I'm quite puzzled with parsing strings when I have to define in rule the minus and it is just a minus character and not a range of characters between two endpoints.
For example, when you write a rule to percent encode a string of characters you normally would write
*(bk::char_("a-zA-Z0-9-_.~") | '%' << bk::right_align(2, 0)[bk::upper[bk::hex]]);
Which normally means "letters, capital letters, digits, minus sign, underscore, dot and tilde", but the third minus sign would create a range between 9 and underscore or something, so you have to put the minus at the end bk::char_("a-zA-Z0-9_.~-")
.
It solves current problem but what would one do when the input is dynamic, like user input, and minus sign just means minus character?

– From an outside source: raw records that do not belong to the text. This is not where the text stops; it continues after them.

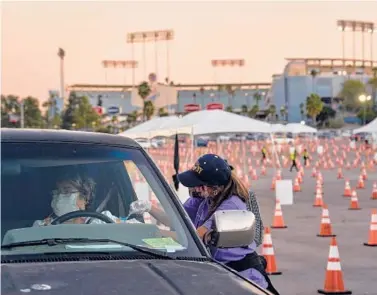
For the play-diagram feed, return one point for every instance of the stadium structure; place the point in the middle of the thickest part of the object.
(299, 78)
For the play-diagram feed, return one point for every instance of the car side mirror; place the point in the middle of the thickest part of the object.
(233, 228)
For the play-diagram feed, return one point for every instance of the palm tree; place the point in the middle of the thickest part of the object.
(313, 73)
(272, 110)
(373, 83)
(132, 118)
(283, 113)
(144, 91)
(149, 109)
(257, 97)
(314, 106)
(302, 110)
(253, 111)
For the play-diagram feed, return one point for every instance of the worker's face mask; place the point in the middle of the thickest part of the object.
(64, 203)
(193, 192)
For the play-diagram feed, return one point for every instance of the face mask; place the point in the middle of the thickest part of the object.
(194, 193)
(64, 203)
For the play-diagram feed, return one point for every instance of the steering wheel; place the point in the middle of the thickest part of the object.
(80, 213)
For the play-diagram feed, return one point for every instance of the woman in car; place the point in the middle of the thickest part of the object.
(74, 195)
(214, 186)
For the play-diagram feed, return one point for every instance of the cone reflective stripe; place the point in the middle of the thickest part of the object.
(334, 283)
(325, 229)
(269, 254)
(340, 173)
(360, 184)
(273, 183)
(296, 186)
(278, 221)
(347, 189)
(374, 193)
(354, 203)
(372, 241)
(318, 201)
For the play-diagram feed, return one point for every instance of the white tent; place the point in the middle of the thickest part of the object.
(213, 122)
(292, 128)
(146, 129)
(369, 128)
(299, 128)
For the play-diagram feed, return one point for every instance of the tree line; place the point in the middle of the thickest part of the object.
(78, 113)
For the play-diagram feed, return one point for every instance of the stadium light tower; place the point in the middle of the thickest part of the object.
(121, 64)
(151, 36)
(355, 27)
(216, 63)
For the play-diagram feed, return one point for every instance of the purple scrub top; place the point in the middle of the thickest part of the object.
(197, 209)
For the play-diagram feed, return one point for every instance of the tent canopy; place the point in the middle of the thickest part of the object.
(369, 128)
(292, 128)
(145, 130)
(213, 122)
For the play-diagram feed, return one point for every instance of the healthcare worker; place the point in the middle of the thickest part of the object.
(73, 195)
(215, 187)
(293, 158)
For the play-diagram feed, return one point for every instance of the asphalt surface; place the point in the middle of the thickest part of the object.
(302, 256)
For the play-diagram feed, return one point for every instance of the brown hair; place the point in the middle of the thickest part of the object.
(235, 187)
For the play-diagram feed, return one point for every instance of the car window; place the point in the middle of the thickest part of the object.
(99, 179)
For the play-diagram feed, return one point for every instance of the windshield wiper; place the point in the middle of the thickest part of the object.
(60, 241)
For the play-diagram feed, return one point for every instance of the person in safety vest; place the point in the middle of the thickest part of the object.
(264, 153)
(305, 156)
(293, 158)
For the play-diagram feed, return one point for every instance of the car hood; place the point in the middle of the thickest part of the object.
(134, 277)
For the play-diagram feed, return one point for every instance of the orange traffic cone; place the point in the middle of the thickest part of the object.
(325, 230)
(361, 184)
(318, 202)
(374, 193)
(268, 253)
(372, 241)
(263, 171)
(296, 186)
(278, 221)
(347, 189)
(273, 183)
(334, 283)
(354, 204)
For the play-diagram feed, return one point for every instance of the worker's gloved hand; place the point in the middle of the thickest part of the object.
(140, 207)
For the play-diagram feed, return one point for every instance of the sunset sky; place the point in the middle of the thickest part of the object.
(263, 33)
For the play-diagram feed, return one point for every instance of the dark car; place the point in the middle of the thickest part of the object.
(101, 247)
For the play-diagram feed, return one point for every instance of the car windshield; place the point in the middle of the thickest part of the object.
(41, 182)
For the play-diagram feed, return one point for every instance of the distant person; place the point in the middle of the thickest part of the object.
(264, 153)
(305, 156)
(293, 158)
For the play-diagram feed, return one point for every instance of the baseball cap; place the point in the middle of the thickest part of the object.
(209, 170)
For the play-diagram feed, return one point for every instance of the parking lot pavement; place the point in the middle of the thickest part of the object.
(302, 256)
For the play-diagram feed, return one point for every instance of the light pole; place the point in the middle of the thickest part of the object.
(364, 99)
(61, 54)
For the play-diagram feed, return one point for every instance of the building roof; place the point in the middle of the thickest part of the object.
(205, 86)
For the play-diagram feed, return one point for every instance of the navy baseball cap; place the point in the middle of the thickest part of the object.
(210, 170)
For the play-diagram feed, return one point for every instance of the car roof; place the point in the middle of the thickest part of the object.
(49, 135)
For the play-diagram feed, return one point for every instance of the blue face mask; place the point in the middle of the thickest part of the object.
(194, 194)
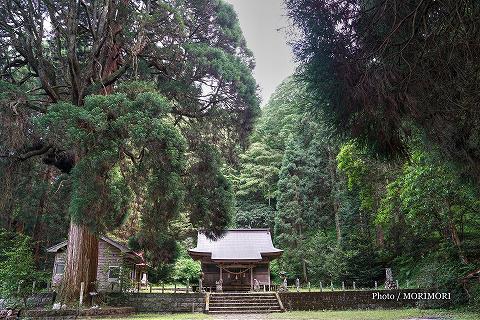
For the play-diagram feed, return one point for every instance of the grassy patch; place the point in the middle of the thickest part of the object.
(167, 316)
(398, 314)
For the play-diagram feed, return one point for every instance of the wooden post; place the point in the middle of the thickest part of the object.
(82, 288)
(269, 280)
(251, 278)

How do I prevent from Spirit assign a special meaning to any of possible characters?
EDIT001:
I resort to more concrete example from @sehe answer
void spirit_direct(std::vector<std::string>& result, const std::string& input, char const* delimiter)
{
result.clear();
using namespace bsq;
if(!parse(input.begin(), input.end(), raw[*(char_ - char_(delimiter))] % char_(delimiter), result))
result.push_back(input);
}
in case you want to ensure the minus is treated as minus and not a range one would to alter the code as following (according to @sehe proposal below).
void spirit_direct(std::vector<std::string>& result, const std::string&
input, char const* delimiter)
{
result.clear();
bsq::symbols<char, bsq::unused_type> sym_;
std::string separators = delimiter;
for(auto ch : separators)
{
sym_.add(std::string(1, ch));
}
using namespace bsq;
if(!parse(input.begin(), input.end(), raw[*(char_ - sym_)] % sym_, result))
result.push_back(input);
}
Which looks quite elegant. In case of using static constant rule I guess I can escape characters with '\', square brackets were meant as one of those "special" characters which need to be escaped. Why? what is the meaning of []? Is there any additional characters to escape?